Cybercrime fighters look to AI to fill talent gap
Cybercrime fighters may soon rely more heavily on AI to plug growing gaps in the industry's workforce.
Why it matters: Attacks on private and public systems online are outpacing the industry's growth to defend against them.
State of play: The global cyber workforce reached an all-time high of 4.7 million people last year, up about 11% from 2021, a study from nonprofit (ISC)² study found.
- But the workforce gap — which measures the expected shortfall in filling new roles the industry wants to add to meet that demand — grew more than twice as much (26%).
- Compared with 2021, far more cybersecurity professionals said that their organization had experienced issues such as lacking proper time for assessment and training, and slow patching of critical systems due to a lack of talent.

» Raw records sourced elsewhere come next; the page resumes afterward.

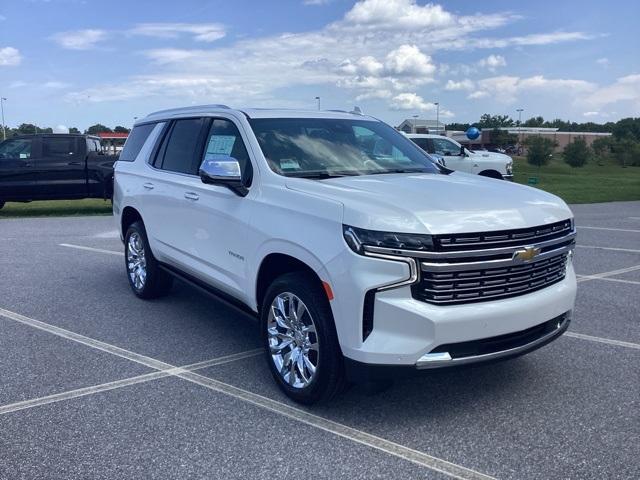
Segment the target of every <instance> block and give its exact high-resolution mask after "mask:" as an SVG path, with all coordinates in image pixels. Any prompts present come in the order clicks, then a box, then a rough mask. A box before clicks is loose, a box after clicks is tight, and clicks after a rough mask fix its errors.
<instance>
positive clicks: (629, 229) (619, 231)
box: [576, 226, 640, 233]
mask: <svg viewBox="0 0 640 480" xmlns="http://www.w3.org/2000/svg"><path fill="white" fill-rule="evenodd" d="M576 228H585V229H587V230H606V231H611V232H632V233H640V230H632V229H629V228H609V227H582V226H577V227H576Z"/></svg>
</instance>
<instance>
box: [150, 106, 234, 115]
mask: <svg viewBox="0 0 640 480" xmlns="http://www.w3.org/2000/svg"><path fill="white" fill-rule="evenodd" d="M211 108H224V109H227V110H228V109H229V107H228V106H226V105H223V104H221V103H214V104H211V105H194V106H192V107H179V108H168V109H166V110H158V111H157V112H153V113H150V114H149V115H148V117H154V116H156V115H167V114H170V113H175V114H179V113H188V112H198V111H201V110H208V109H211Z"/></svg>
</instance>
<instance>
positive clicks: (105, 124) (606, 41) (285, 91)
mask: <svg viewBox="0 0 640 480" xmlns="http://www.w3.org/2000/svg"><path fill="white" fill-rule="evenodd" d="M639 18H640V2H639V1H637V0H625V1H616V0H611V1H608V2H602V1H601V0H600V1H565V0H563V1H558V0H555V1H544V0H543V1H535V2H514V1H513V0H511V1H500V0H498V1H484V2H471V1H468V0H467V1H464V0H458V1H447V2H442V3H426V2H424V1H421V0H360V1H357V2H356V1H353V0H352V1H347V0H279V1H275V0H273V1H269V0H262V1H256V0H251V1H249V0H208V1H204V0H180V1H165V0H156V1H145V0H136V1H133V0H128V1H120V0H111V1H109V2H104V1H92V0H84V1H82V0H11V1H10V0H0V96H2V97H5V98H6V99H7V100H6V101H4V107H5V120H6V123H7V124H8V125H10V126H17V125H18V124H20V123H37V124H38V125H41V126H54V127H55V126H58V125H62V126H68V127H69V126H75V127H78V128H81V129H84V128H86V127H88V126H89V125H92V124H94V123H98V122H100V123H102V124H105V125H108V126H112V127H113V126H115V125H123V126H130V125H131V124H132V123H133V122H134V118H135V117H144V116H145V115H147V114H148V113H150V112H152V111H155V110H160V109H164V108H171V107H179V106H186V105H198V104H207V103H223V104H226V105H229V106H231V107H238V108H241V107H284V108H296V109H299V108H302V109H315V108H317V101H316V100H315V97H317V96H319V97H320V101H321V107H322V108H323V109H342V110H351V109H352V108H353V107H354V106H355V105H357V106H359V107H360V108H361V109H362V111H363V112H364V113H366V114H369V115H373V116H376V117H378V118H380V119H382V120H384V121H386V122H388V123H390V124H392V125H398V124H399V123H400V122H401V121H402V120H403V119H405V118H410V117H412V116H414V115H419V116H420V117H421V118H426V119H435V117H436V106H435V103H436V102H437V103H439V115H440V119H441V120H442V121H445V122H473V121H476V120H477V119H478V118H479V117H480V115H481V114H483V113H491V114H500V115H510V116H512V117H513V118H517V115H518V114H517V112H516V109H518V108H522V109H523V110H524V112H523V113H522V115H523V120H524V119H525V118H529V117H532V116H538V115H542V116H543V117H545V118H547V119H553V118H561V119H564V120H571V121H576V122H585V121H595V122H606V121H616V120H618V119H620V118H624V117H628V116H636V117H637V116H640V29H639V28H638V19H639Z"/></svg>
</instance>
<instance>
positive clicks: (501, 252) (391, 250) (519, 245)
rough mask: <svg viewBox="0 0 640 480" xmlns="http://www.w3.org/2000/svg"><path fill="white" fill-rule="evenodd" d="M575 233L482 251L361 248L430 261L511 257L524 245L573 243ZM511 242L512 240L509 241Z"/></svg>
mask: <svg viewBox="0 0 640 480" xmlns="http://www.w3.org/2000/svg"><path fill="white" fill-rule="evenodd" d="M575 238H576V231H575V230H572V231H571V232H570V233H569V234H568V235H565V236H564V237H560V238H554V239H552V240H545V241H543V242H535V241H533V242H531V243H527V241H526V240H523V241H522V243H521V244H520V245H518V246H514V247H499V248H485V249H482V250H451V251H440V252H423V251H419V250H403V249H395V248H384V247H374V246H371V245H365V246H364V247H363V248H364V249H365V251H366V252H372V253H380V254H384V255H396V256H407V257H416V258H427V259H429V258H431V259H439V258H471V257H486V256H491V255H512V254H513V253H514V252H516V251H517V250H520V249H522V247H524V246H525V245H531V246H534V247H538V248H547V247H551V246H553V245H557V244H559V243H563V242H567V241H575ZM510 241H513V240H510Z"/></svg>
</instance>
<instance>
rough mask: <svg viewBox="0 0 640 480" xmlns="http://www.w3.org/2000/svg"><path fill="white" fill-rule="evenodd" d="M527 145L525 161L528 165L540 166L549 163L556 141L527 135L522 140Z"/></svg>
mask: <svg viewBox="0 0 640 480" xmlns="http://www.w3.org/2000/svg"><path fill="white" fill-rule="evenodd" d="M524 145H525V147H527V162H529V164H530V165H535V166H537V167H541V166H542V165H546V164H547V163H549V160H550V159H551V156H552V155H553V149H554V147H555V146H556V145H557V144H556V142H554V141H553V140H550V139H548V138H544V137H529V138H527V139H526V140H525V141H524Z"/></svg>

What they're saying: "We can train [generative AI] to do some pretty incredible things to enable less-skilled security practitioners to up their game in being able to analyze data more quickly, more accurately," Chester Wisniewski, field CTO applied research at Sophos, told Axios in an interview last week at the RSA conference.
Threat level: Burnout among workers may worsen with more work on their shoulders, potentially widening the talent gap if they leave their organizations.
The big picture: Digital vulnerabilities have exploded as the proportion of consumers' lives being spent online has grown.
- That reality is butting up against a shrinking pipeline of cybersecurity talent as interest in STEM from young people continues to dwindle.
What to watch: A majority of companies (57%) responding to the (ISC)² survey said they've already adopted automation to help reduce labor shortages.